29 November 2014 | PAR Melissa Chemam


Présenté en ouverture du festival Maghreb des Films, lancé à Paris le 24 novembre, ‘Timbuktu’ d’Abderrahmane Sissako, très repéré à Cannes, rend un vibrant hommage à l’esprit des résistances des Maliens du nord du pays, dont le quotidien a basculé avec l’invasion djihadiste en 2012, sans même évoquer la géographie de son film, hymne universaliste à la tolérance muni d’une puissante photographie. L’un des plus attendus du cru Cannes 2014, sur les écrans français le 10 décembre prochain.

Il y a beaucoup d’amour dans le regard de Sissako sur ses personnages et une magnifique lumière. Il y a même quelques touches d’humour, malgré le contexte sévère voire tragique de la rébellion djihadiste qui s’étend dans le nord du Sahel. Il y parvient par quelques choix très simples de réalisateurs : des histoires universelles entre un père, une mère et leur fille, le déroulé paisible des journées au bord du fleuve de cette famille d’éleveurs, les rues d’une ville mythique qui essaie de survivre malgré la catastrophe.

La musique vient ensuite soutenir cette photographie chiadée, celle composée par Amine Bouhafa pour Abderrahmane Sissako. Et puis le film trouve ses points les plus forts dans des moments de poésie pure, qui sortent la situation malienne du temps présent, comme celle de ces jeunes qui jouent, sans balle – le sport étant interdit par les djihadistes, et courent sur ce terrain soulevant poussière et enthousiasme pour braver l’interdit tout en prônant la vie.

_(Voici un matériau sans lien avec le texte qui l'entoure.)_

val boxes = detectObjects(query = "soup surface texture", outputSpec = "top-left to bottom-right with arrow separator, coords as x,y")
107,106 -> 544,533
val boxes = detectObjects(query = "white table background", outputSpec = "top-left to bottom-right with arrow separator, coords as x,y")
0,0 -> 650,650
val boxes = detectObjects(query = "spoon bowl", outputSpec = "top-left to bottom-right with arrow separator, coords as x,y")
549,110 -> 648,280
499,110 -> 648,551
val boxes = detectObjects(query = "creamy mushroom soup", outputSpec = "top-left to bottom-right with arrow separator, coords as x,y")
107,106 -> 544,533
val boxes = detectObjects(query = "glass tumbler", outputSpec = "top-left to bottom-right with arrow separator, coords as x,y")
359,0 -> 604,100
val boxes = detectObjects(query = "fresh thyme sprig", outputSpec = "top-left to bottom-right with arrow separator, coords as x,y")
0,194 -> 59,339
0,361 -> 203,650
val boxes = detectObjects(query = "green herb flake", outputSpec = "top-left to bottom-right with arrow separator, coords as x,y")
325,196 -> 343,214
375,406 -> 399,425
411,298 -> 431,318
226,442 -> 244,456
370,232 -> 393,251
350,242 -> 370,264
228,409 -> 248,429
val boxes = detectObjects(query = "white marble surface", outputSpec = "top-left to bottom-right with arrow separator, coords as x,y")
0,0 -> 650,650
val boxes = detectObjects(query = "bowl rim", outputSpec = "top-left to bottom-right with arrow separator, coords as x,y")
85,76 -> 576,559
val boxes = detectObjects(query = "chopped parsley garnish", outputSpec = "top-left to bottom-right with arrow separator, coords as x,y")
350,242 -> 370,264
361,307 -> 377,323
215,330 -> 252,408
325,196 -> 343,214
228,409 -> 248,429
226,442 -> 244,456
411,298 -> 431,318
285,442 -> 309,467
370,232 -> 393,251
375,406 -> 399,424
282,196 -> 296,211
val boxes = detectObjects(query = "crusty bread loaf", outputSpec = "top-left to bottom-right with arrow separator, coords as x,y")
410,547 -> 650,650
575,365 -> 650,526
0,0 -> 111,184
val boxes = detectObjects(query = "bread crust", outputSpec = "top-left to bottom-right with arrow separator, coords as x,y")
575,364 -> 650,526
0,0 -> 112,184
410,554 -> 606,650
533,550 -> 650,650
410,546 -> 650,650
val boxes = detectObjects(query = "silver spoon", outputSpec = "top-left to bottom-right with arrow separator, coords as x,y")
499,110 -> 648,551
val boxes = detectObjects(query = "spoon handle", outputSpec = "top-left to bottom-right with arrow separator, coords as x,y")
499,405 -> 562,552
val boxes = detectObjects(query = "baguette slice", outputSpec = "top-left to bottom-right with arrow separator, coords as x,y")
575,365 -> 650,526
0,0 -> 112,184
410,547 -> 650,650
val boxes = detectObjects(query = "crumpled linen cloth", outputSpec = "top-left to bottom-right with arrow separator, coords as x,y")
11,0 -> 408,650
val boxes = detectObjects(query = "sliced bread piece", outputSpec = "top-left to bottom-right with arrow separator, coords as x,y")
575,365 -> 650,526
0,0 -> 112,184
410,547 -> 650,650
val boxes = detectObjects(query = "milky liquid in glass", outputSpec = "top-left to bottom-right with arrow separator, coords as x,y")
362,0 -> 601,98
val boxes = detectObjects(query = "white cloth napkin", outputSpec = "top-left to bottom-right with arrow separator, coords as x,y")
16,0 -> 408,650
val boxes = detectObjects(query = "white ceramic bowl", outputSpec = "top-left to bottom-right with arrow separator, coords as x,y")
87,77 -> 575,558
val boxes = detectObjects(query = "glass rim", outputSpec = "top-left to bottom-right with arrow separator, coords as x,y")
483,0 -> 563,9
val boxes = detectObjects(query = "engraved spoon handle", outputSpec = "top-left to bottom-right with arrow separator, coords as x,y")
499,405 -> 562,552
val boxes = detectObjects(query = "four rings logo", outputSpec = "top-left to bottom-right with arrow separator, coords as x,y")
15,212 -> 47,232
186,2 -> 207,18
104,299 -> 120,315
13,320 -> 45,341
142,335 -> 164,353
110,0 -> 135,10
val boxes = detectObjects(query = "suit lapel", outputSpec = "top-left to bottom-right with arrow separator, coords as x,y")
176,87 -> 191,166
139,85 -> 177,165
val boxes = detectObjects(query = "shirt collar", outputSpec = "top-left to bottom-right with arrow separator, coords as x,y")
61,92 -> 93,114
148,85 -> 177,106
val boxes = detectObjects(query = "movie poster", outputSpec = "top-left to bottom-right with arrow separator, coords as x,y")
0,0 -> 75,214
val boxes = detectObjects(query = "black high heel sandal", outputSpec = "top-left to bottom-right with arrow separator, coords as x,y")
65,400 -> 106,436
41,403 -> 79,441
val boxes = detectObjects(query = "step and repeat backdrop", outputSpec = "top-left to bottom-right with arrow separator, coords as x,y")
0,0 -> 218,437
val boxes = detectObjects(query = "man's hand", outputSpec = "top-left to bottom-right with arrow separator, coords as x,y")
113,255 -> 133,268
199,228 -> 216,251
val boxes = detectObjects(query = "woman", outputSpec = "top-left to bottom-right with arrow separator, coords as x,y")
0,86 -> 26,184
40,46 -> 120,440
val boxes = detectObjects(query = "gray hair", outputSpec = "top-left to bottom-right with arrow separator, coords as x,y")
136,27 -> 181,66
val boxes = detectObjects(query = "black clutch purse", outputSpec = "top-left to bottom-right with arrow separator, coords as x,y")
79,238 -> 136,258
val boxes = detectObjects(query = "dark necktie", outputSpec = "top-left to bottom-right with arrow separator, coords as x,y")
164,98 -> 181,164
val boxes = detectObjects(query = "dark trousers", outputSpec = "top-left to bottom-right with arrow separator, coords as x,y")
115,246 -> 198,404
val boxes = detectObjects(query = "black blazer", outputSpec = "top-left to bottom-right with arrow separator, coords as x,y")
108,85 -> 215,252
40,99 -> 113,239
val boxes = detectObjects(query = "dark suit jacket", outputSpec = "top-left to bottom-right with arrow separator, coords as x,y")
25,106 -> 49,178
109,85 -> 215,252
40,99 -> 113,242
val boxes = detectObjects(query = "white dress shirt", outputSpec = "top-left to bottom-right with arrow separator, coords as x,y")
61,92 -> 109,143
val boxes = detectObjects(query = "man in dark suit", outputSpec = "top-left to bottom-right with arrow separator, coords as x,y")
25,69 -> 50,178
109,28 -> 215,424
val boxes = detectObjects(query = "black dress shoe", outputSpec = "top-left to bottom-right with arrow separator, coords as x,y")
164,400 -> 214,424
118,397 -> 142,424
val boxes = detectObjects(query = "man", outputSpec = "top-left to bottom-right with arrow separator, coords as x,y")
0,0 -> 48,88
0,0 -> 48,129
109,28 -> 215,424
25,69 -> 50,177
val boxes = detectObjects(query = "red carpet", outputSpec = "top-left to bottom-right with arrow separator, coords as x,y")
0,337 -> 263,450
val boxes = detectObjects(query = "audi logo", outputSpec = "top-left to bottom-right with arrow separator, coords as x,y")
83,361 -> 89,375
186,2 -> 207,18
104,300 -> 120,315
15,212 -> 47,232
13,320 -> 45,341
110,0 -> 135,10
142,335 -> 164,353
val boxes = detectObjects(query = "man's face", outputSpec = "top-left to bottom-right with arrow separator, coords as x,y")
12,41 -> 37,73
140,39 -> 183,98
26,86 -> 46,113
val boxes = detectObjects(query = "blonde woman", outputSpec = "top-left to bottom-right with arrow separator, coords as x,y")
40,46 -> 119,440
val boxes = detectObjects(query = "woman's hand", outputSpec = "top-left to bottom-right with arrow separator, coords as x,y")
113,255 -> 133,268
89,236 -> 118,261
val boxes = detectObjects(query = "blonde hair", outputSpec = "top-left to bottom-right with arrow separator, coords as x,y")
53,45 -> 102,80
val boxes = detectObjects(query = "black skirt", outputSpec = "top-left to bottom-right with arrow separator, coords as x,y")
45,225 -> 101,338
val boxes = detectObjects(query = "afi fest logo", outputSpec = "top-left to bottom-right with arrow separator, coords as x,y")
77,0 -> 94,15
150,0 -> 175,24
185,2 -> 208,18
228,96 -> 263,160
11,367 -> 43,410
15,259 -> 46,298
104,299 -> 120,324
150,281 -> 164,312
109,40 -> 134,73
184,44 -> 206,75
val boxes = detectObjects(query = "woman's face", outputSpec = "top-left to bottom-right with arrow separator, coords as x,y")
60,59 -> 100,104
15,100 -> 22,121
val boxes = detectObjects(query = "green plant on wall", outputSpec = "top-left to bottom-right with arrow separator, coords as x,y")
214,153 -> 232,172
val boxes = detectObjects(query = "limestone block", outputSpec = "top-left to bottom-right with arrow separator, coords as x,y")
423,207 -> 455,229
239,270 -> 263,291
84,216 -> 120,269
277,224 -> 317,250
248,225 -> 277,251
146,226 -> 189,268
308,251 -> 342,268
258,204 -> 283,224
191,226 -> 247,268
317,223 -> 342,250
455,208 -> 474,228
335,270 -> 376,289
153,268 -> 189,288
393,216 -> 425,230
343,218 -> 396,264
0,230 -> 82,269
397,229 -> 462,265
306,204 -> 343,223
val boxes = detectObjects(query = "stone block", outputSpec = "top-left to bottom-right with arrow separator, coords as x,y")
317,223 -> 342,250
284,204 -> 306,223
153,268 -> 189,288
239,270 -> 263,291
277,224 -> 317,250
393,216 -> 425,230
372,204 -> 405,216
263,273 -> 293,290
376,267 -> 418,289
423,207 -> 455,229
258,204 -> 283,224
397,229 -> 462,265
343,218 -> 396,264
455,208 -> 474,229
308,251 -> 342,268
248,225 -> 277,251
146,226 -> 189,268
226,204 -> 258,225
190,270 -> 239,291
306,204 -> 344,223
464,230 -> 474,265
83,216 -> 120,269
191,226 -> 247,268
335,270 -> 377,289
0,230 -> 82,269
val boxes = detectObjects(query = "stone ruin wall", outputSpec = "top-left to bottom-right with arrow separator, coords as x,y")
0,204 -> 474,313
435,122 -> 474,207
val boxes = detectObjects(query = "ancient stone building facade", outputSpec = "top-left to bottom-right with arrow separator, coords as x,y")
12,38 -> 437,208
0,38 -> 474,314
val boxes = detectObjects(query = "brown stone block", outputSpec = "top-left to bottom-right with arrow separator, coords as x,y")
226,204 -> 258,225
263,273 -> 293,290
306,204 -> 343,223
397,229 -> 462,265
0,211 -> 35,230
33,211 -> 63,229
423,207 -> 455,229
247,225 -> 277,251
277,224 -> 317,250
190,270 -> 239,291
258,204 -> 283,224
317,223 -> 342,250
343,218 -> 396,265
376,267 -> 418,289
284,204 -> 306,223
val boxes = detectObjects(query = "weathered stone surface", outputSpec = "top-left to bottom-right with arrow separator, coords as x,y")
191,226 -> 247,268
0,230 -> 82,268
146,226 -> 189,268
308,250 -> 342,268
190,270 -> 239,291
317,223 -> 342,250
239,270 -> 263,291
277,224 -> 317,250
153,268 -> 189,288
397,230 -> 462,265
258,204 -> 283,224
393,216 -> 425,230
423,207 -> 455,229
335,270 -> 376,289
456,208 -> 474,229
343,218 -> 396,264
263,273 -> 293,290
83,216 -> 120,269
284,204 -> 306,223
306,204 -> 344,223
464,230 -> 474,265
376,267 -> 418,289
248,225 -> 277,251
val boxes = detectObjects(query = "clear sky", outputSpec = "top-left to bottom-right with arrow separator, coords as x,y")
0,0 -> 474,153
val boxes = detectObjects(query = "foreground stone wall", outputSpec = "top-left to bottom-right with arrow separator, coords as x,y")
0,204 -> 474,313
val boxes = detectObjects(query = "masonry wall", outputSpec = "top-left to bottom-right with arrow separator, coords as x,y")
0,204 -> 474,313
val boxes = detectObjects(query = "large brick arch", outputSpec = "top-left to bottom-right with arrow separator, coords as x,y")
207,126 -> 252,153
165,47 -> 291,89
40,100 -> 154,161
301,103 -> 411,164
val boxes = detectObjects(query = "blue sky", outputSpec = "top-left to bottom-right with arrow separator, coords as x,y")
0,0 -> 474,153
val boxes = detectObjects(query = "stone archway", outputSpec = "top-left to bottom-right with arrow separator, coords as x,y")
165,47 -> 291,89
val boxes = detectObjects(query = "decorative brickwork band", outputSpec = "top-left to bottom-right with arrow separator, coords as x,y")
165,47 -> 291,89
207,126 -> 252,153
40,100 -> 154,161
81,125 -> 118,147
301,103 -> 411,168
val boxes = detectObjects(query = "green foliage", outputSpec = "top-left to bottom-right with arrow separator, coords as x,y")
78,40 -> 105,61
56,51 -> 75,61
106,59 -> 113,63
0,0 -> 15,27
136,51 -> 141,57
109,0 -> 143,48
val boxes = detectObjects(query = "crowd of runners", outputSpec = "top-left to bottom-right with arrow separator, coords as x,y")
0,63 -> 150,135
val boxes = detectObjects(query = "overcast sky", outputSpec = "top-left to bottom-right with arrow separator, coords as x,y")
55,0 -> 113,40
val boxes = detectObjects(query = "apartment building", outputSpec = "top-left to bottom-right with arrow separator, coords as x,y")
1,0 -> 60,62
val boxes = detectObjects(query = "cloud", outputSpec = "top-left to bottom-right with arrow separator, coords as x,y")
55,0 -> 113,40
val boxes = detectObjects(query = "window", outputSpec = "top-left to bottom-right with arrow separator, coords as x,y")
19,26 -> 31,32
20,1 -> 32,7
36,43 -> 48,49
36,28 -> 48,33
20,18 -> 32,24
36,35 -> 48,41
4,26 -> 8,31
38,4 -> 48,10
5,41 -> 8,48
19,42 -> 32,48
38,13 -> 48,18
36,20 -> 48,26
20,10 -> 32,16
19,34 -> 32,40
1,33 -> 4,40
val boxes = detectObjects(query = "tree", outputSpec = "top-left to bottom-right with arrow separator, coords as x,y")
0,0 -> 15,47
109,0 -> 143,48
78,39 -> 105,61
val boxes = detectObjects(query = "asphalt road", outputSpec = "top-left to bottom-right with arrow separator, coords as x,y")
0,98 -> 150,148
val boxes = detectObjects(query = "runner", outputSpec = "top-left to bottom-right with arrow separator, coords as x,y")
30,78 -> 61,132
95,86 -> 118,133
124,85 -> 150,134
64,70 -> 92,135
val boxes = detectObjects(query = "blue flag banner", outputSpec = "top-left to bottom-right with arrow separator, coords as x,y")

Le quotidien bouleversé des habitants de la ville, Tombouctou l’éternelle, prend alors forme dans des tentatives de survie, autour de thème profond, traité avec incarnation : celui de la justice, après que les djihadistes décident de condamner à mort Kidane qui a tué le pêcheur Amadou après une dispute autour de la mort de la génisse de sa fille sous le javelot du pêcheur… Œil pour œil, dent pour dent, voilà la nouvelle justice de ces fous d’extrémisme religieux. Le thème de la faute est également très présent, et les membres de cette police islamiste passent ainsi leur temps à chasser dans la nuit du désert les pourfendeurs de l’interdiction de jouer de la musique, jusqu’aux portes des mosquées, pourtant parmi les plus vieilles et les plus pieuses d’Afrique de l’Ouest… Et puis l’amour et le mariage vont devoir aussi être redéfinis en ces temps obscurs… Les djihadistes, eux, ne manquent pas d’occasion de remise en question non plus, perdus dans leur dessein trop grand pour eux, sans pitié mais trahis par leurs propres faiblesses…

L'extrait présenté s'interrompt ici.